Enquanto os bancários protestavam sob chuva, um panorama
da arte moderna internacional
sem precedentes no Brasil tinha
início dentro do renovado salão
Trianon, onde hoje existe o Masp.
Na época, era lá que madame Poças Leitão organizava bailes de
carnaval para a elite paulistana.
As colunas em estilo grego do
edifício chegaram a ser destruídas
para dar lugar às linhas modernistas dos arquitetos Luís Saia e
Eduardo Kneese de Mello.
Esse espírito "destruidor" do
tradicionalismo era parte do conceito de criação do Museu de Arte
Moderna de São Paulo (MAM),
em 1948, por Ciccillo.
A exposição inaugural do museu, com curadoria do francês
Léon Dégand, "Do Figurativismo
ao Abstracionismo", fora um manifesto em favor desta última tendência artística, fortemente estimulada pelo Museu de Arte Moderna de Nova York (MoMA).
Não sem oposição, em São Paulo,
de artistas acadêmicos e também
de comunistas, que acreditavam
que a arte devia estar voltada a
questões sociais.
Ao defender a arte abstrata, o
MAM encampava também a batalha de Nelson Rockefeller, o diretor do MoMA, na difusão cultural da Guerra Fria, segundo a crítica Eva Cockcroft. O MoMA organizara, nos anos 50, 19 exposições
de arte norte-americana na América Latina, entre elas São Paulo,
com fundos da CIA (serviço de inteligência dos EUA).
"Os propósitos da CIA em
apoiar atividades culturais e intelectuais não estavam limitados à
espionagem ou em estabelecer
contatos com lideranças estrangeiras. De fato, a CIA buscava influenciar a comunidade intelectual internacional e apresentar
uma forte propaganda dos EUA
como uma sociedade "livre" oposta ao "rígido" bloco comunista",
escreveu Cockroft, na revista
"Artforum", em 74.
O MAM aglutinava um grupo
de intelectuais sintonizados com
as vanguardas artísticas, como
seu diretor, Lourival Gomes Machado. Daí para a organização da
Bienal foi um passo.
Os cinco mil m2 do espaço da 1ª
Bienal foram ocupados por uma
agência de viagens, um posto dos
correios, um bar e cerca de 1.800
obras. Pela primeira vez, o Brasil
expunha telas do norte-americano Jackson Pollock, do alemão
George Grosz, do russo Mark
Rothko e do belga René Magritte,
entre outros, ao lado de Portinari
e Di Cavalcanti.
Apesar do "memorial-protesto"
de 200 artistas acadêmicos da Associação Paulista de Belas Artes,
que consideraram a mostra "falso
credo artístico, anticristão, antilatino e antibrasileiro", e de artistas
filiados ao Partido Comunista, como o arquiteto Vilanova Artigas,
que atacava Ciccillo, classificando-o como um "mecenas mancomunado com o capital estrangeiro", São Paulo aderiu à modernidade da mostra. Em seus primeiros três dias, teve 10 mil visitantes.

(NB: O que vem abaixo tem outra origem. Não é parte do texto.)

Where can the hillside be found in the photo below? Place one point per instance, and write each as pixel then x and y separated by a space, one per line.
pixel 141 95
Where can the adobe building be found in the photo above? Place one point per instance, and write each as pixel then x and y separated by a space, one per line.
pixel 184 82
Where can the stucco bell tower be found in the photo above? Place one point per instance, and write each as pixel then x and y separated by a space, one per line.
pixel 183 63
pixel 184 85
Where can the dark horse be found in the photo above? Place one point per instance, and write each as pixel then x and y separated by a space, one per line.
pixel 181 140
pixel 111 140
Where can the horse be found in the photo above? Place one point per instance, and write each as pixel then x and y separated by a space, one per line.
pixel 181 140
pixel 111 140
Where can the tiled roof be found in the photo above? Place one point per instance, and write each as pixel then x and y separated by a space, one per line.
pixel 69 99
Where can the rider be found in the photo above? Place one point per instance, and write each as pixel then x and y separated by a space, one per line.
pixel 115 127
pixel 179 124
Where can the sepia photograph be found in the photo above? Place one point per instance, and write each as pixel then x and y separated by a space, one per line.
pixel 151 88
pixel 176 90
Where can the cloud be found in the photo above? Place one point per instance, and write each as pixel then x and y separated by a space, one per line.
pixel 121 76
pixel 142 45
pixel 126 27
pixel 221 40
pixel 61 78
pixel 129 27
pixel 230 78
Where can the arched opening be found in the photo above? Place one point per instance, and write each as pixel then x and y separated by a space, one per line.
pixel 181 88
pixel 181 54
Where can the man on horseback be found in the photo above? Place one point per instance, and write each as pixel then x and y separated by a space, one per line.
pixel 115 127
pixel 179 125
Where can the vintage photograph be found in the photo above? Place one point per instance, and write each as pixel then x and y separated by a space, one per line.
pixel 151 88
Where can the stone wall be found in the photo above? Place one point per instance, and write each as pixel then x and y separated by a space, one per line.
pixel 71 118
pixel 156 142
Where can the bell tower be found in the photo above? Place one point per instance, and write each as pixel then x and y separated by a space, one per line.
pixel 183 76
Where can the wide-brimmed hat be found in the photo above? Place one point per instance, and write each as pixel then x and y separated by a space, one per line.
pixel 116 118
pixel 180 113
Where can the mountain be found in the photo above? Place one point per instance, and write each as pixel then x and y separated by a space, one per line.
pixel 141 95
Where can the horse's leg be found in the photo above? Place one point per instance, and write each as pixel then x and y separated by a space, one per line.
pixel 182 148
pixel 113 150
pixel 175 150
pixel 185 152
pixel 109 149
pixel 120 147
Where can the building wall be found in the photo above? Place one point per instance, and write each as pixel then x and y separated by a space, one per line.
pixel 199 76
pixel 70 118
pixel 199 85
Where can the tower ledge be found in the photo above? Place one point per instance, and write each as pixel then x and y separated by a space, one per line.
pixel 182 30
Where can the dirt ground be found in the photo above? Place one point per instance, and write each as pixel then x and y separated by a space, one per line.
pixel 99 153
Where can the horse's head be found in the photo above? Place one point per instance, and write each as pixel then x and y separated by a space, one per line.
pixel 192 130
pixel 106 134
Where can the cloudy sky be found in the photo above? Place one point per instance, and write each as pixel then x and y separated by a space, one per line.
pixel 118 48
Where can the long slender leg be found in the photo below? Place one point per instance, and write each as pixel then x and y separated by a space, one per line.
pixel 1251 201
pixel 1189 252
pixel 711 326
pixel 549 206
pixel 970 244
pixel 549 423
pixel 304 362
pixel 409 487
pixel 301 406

Na abertura da Bienal, o poeta
Menotti del Picchia, um dos organizadores da Semana de Arte Moderna de 22, afirmou: "Quem, em
1922, recebeu na ribalta Municipal -como eu, Oswaldo (de Andrade), Guilherme (de Almeida) e
outros- a maior vaia que registraram as batalhas estéticas do
Brasil, a festa elegantíssima e intelectualíssima de hoje, coroando
de aplausos as maravilhosas pesquisas plásticas dos mais destacados vanguardistas de todo o universo, representa uma contraprova de que São Paulo tinha um divinatório e agudo senso de revolução visceral que se operava em
todos os valores humanos".
Na festa de inauguração, a elite
que entrou na Bienal com os sapatos enlameados ouviu o discurso
do ministro da Educação, Simões
Filho, que representava o presidente Getúlio Vargas, confirmando as opiniões de Picchia sobre
São Paulo. "A arte moderna, por
definição audaciosa, fatalmente
teria clima favorável neste panorama em que o surto do progresso
industrial é um frenético estímulo
a todas as ousadias", afirmou o
ministro. Na época, São Paulo tinha 560 mil habitantes, 17 mil carros (hoje são cerca de 10 milhões
de habitantes e 4 milhões de automóveis) e um processo industrial
vertiginoso: era a cidade que mais
crescia no país, já concentrando o
maior número de migrantes.
Sucesso na inauguração, a agilidade de sua montagem refletiu a
rapidez na organização do evento. "Obras do Japão chegaram
quando convidados já estavam no
prédio, montamos tudo em uma
hora", recorda-se Krajcberg.
PROVOCAÇÃO
A realização da 1ª Bienal em 51
teria surgido de uma atitude intempestiva de Ciccillo, segundo
pesquisa de Liliana Mendes, que
em 93 defendeu tese na Unicamp
sobre a Bienal. A idéia original era
organizar o evento em 54, por
ocasião das festividades do aniversário dos 400 anos da cidade.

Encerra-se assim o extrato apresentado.